Burch and her team created a master schedule for this school year that provides ample time for core instruction, intervention and advisory periods where students can get 1-on-1 help, and social-emotional learning. The schedule also gives teachers lots of time for professional development in concepts such as phonemic awareness and data literacy, neither of which, Burch says, had been prioritized at the school until this year.

About 300 of the school’s 720 students are receiving intensive academic support this school year. The school, which is 1-to-1 with iPads, also uses a learning platform that allows students to keep constant track of their grades and become more responsible for their own learning, Burch says.

“We can walk up to students and ask them about their progress and they can show you on their iPads,” she says. “If students do not know what their deficiencies are and if they’re improving, we are missing a very important piece to increase achievement.”

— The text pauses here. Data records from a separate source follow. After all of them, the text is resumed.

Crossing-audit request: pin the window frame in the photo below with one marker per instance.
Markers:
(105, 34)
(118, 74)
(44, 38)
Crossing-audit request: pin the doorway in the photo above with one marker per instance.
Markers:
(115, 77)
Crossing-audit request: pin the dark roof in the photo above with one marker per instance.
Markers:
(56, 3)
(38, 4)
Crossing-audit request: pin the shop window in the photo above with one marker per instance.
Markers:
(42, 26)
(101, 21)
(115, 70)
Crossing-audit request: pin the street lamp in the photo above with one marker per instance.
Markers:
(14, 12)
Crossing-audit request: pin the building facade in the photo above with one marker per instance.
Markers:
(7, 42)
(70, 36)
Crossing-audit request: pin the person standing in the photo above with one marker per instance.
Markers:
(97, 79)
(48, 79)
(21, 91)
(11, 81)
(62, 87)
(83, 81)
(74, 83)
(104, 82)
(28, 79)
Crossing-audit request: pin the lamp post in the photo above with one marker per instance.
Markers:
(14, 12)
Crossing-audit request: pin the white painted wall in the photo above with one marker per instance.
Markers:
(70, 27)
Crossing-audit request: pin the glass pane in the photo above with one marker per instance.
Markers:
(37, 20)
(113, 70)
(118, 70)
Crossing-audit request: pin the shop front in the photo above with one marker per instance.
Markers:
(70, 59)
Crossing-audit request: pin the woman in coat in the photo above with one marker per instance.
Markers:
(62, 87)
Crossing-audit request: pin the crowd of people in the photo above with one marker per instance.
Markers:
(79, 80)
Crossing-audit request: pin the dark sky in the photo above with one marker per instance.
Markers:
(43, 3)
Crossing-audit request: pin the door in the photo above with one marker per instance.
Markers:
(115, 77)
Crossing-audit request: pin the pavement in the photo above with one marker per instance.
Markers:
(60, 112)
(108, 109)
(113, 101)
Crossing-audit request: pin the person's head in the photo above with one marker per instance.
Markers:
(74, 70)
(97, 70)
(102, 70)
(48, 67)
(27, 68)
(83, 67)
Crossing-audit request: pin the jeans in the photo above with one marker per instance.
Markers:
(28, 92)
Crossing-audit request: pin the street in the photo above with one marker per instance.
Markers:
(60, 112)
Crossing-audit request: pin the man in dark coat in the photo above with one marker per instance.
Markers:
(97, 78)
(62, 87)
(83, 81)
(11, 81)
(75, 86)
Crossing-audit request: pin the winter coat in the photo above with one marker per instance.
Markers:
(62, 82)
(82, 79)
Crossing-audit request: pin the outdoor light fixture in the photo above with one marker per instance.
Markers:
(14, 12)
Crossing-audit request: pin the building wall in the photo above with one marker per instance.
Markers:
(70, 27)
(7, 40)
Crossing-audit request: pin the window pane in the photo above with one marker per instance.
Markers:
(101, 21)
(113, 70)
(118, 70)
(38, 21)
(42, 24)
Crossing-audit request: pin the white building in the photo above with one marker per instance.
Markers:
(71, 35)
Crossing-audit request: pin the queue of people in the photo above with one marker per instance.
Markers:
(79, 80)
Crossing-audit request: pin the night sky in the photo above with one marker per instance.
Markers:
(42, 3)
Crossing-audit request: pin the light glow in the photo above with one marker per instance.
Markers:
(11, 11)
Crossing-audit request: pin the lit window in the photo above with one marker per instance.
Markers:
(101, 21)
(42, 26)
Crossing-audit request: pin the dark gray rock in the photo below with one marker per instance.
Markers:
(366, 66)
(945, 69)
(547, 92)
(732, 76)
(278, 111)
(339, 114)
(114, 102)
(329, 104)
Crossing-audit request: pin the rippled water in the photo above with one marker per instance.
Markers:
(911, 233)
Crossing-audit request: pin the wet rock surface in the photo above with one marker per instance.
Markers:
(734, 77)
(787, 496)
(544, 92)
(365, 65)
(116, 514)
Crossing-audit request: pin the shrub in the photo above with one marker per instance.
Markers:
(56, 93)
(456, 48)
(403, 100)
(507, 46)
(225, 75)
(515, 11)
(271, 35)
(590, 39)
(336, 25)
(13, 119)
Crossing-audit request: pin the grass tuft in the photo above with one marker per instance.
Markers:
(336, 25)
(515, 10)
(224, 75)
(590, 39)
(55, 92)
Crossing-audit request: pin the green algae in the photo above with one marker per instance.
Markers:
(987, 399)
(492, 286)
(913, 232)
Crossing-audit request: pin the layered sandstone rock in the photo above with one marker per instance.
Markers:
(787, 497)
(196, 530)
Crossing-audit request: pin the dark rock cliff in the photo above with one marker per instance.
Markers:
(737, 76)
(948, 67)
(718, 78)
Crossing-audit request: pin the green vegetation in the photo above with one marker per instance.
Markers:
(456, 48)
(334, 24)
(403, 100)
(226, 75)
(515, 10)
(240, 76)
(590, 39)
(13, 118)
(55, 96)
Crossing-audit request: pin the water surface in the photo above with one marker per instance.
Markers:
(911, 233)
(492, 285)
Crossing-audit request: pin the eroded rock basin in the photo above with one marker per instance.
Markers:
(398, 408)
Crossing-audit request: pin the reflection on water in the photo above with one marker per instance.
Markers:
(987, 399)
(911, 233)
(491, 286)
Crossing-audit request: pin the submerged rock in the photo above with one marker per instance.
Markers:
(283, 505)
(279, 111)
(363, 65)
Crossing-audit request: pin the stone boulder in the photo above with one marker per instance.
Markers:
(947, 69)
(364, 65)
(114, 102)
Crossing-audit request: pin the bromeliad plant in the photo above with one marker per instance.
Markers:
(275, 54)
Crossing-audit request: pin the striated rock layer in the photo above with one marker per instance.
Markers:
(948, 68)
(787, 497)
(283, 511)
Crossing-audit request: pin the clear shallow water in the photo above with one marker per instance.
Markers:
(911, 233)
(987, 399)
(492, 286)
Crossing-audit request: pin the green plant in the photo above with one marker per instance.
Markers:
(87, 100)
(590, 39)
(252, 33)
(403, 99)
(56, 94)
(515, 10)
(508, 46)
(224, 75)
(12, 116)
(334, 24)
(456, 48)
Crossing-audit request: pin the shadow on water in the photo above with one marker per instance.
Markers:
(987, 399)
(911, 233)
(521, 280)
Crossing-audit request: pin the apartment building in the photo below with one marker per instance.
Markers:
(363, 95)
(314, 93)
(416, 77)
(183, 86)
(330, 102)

‘The luxury of interventionists’

Even though most students in Texas’ Friendswood ISD attended school in-person last year, some have struggled to readjust this fall, says Stacy Guzzetta, the executive director of student operations. The Houston-area district has stationed social-emotional learning counselors at its junior high and high school to work with students grappling with anxiety.

“After last year, with masks and activities canceled and not being as close to kids as we normally would be because of social distancing, we’re seeing challenges interacting with students,”  Guzzetta says.

On the academic side, educators are trying to catch up students who didn’t make the gains they would have been expected to make in a normal school year. For example, kids who were in kindergarten pre-COVID have now jumped to second grade after a disrupted first-grade year. “It was really hard to learn to read on-screen and hard to learn to write and hold a pencil correctly on a screen,” she says.

So, the district used ESSER funds to hire interventionists and coaches to work with students at its four K-5 and K-3 campuses. The district has also added a college-and-career specialist to its high school faculty to refocus students on post-graduation pathways.

Overall, Friendswood ISD has spent about 85% of the latest round of ESSER money on personnel, hiring interventionists for two years and coaches for three with hopes of absorbing those positions into the budget when relief funds expire. “We never had the luxury of being able to afford interventionists before,” Guzzetta says.